Wikipedia explains that instant replay is responsible for making American football popular. "Viewers struggled to disseminate the action from a wide shot of the field, on a small black and white television screen. However, with replay technology, 'brutal collisions became ballets, and end runs and forward passes became miracles of human coordination.' " We simply didn't see all of this going on without instant replay.
As American readers also know, instant replay is being used in both college and professional games to review officiating decisions. Instant replay brings scrutiny to NL officials explains that officials frequently have decisions overturned, but the humans are making decisions in real-time, at full speed, whereas instant replay shows a specific play much, much, slower, and without other distractions. But we have become used to decisions being overturned.
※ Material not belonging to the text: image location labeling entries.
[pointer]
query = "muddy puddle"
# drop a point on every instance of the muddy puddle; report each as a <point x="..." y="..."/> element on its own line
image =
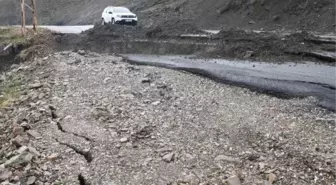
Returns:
<point x="287" y="80"/>
<point x="283" y="80"/>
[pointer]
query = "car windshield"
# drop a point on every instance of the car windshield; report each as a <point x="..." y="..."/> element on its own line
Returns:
<point x="121" y="10"/>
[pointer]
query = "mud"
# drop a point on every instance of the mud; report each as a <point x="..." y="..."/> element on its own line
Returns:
<point x="173" y="28"/>
<point x="228" y="43"/>
<point x="278" y="80"/>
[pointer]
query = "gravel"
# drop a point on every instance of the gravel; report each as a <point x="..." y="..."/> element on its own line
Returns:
<point x="179" y="128"/>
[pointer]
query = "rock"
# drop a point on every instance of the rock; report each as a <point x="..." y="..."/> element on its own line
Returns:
<point x="36" y="86"/>
<point x="19" y="159"/>
<point x="81" y="52"/>
<point x="267" y="183"/>
<point x="19" y="141"/>
<point x="31" y="180"/>
<point x="106" y="80"/>
<point x="227" y="158"/>
<point x="276" y="17"/>
<point x="145" y="80"/>
<point x="234" y="180"/>
<point x="271" y="178"/>
<point x="261" y="166"/>
<point x="5" y="174"/>
<point x="17" y="131"/>
<point x="77" y="61"/>
<point x="252" y="22"/>
<point x="22" y="149"/>
<point x="54" y="114"/>
<point x="34" y="134"/>
<point x="28" y="157"/>
<point x="33" y="151"/>
<point x="248" y="54"/>
<point x="147" y="161"/>
<point x="51" y="107"/>
<point x="25" y="125"/>
<point x="156" y="103"/>
<point x="123" y="140"/>
<point x="53" y="156"/>
<point x="168" y="157"/>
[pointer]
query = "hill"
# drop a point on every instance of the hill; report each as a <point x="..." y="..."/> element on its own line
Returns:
<point x="314" y="15"/>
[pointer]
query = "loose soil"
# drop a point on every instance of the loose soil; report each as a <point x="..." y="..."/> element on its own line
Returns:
<point x="307" y="15"/>
<point x="228" y="43"/>
<point x="98" y="118"/>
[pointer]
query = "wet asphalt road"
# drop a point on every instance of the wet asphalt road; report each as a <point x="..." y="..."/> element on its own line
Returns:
<point x="285" y="80"/>
<point x="282" y="80"/>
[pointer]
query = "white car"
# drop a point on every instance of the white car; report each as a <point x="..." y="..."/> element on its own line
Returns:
<point x="118" y="15"/>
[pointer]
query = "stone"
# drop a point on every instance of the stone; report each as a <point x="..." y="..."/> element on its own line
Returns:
<point x="19" y="159"/>
<point x="168" y="157"/>
<point x="22" y="149"/>
<point x="123" y="140"/>
<point x="267" y="183"/>
<point x="81" y="52"/>
<point x="34" y="134"/>
<point x="248" y="54"/>
<point x="17" y="131"/>
<point x="31" y="180"/>
<point x="28" y="157"/>
<point x="33" y="151"/>
<point x="252" y="22"/>
<point x="5" y="174"/>
<point x="145" y="163"/>
<point x="227" y="159"/>
<point x="276" y="17"/>
<point x="261" y="166"/>
<point x="25" y="125"/>
<point x="19" y="141"/>
<point x="234" y="180"/>
<point x="271" y="178"/>
<point x="53" y="156"/>
<point x="36" y="86"/>
<point x="145" y="80"/>
<point x="156" y="103"/>
<point x="77" y="61"/>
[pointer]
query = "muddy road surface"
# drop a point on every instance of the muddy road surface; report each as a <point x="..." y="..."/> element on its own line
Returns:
<point x="105" y="110"/>
<point x="283" y="80"/>
<point x="103" y="121"/>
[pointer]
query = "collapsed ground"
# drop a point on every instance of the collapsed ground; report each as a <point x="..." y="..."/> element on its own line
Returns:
<point x="88" y="118"/>
<point x="306" y="15"/>
<point x="78" y="117"/>
<point x="174" y="38"/>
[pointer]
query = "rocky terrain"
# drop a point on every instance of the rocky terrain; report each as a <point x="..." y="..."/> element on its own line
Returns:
<point x="309" y="15"/>
<point x="88" y="118"/>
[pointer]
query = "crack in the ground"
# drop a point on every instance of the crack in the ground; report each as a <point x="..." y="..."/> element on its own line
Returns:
<point x="82" y="180"/>
<point x="85" y="153"/>
<point x="60" y="127"/>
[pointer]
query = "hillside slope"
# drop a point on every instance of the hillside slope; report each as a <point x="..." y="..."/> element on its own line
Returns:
<point x="316" y="15"/>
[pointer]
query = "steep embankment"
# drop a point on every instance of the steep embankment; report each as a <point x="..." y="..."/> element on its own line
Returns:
<point x="316" y="15"/>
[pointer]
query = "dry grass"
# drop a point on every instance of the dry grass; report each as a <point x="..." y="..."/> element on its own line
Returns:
<point x="13" y="35"/>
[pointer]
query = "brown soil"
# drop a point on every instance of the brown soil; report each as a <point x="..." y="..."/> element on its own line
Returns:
<point x="312" y="15"/>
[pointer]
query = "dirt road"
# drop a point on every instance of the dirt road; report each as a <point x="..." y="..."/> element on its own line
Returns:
<point x="103" y="121"/>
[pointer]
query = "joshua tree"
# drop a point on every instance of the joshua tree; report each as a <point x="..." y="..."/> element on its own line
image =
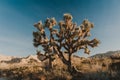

All week the news channels have covering the pepper-spraying at the University of California. A video of the police pepper-spraying demonstrators has provoked considerable criticism and comment. Some have even demanded that the chancellor of the campus be fired. What I'm wondering is whether the instant replay from sports as infiltrated our culture and whether that is a good thing.
There were some poignant photographs during the Vietnam War that evoked the emotions of a nation, and left deep scars. Recall the Pulitzer Prize winning photograph of naked Phan Thi Kim Phuc running from a village mistakenly bombed with napalm. Or the photograph of Nguyen Ngoc Loan executing Viet Cong soldier, Nguyen Van Lem.
In retrospect, those images corrected wrongs, perhaps like the pepper spraying at UC-Davis. Suppose there had been a video running on the BP oil platform in the Gulf of Mexico when things turned horribly wrong last spring and resulted in the oil spill. Would a public video have improved corporate responsibility and behavior? Probably yes, right?
If we were machines without emotion, without a future, and if we were measured by similar machines without emotion, then constant video surveillance would probably yield a more efficient world. But we are not, and images or surveillance only captures what is occurring in front of the lens, not the whole context. Would any of us assume any risk if we knew our attempt was being captured for instant replay?
Could the founding fathers of the USA have produced the constitution if there had been instant replay?